Financial Services Fraud Mitigation


Increase in Fraudulent Activities

The Office for National Statistics (ONS) reported that 5 million fraud offenses were committed in the year ending June 2021: a 32% increase on 2019. Despite the prevalence of fraud in across the country, some businesses, including financial institutions, feel that criminal behavior is not something they should respond to. As a result, criminal elements are often ignored, putting the company, its employees and their customers at risk.

Reputational and financial cost of fraud

Corporate fraud in fintech and financial service providers can include contractor fraud, financial crimes – such as money laundering and market manipulation – and wage replacement scheme fraud, for to name a few. All of these types of fraud can cost an organization its reputation and financial loss.

By reviewing emails and attachments, documents on file shares, text messages, phone call or voicemail recordings, and external sources such as social media and forum site visits, organizations can get a sense of what is normal to compare against criminal behavior. However, some companies struggle to gather evidence of fraudulent activity due to lack of investment in digital forensic technologies and implementation of manual data collection processes.

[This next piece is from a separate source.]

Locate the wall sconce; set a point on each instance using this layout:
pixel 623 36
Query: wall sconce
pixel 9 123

Protect your employees and customers

To protect a company globally, it is imperative that fraud is immediately reported upon identification. To do this, companies must have the right capabilities and work in conjunction with government and law enforcement. The key is not just to prevent and detect fraud, but to gather and secure the evidence for a successful prosecution.

Being able to instantly identify fraud protects both employees and customers. By leveraging digital forensic technologies to accelerate the process of analyzing data and documentation, companies can assimilate the nature and trace the causal link between the fraud and the perpetrator.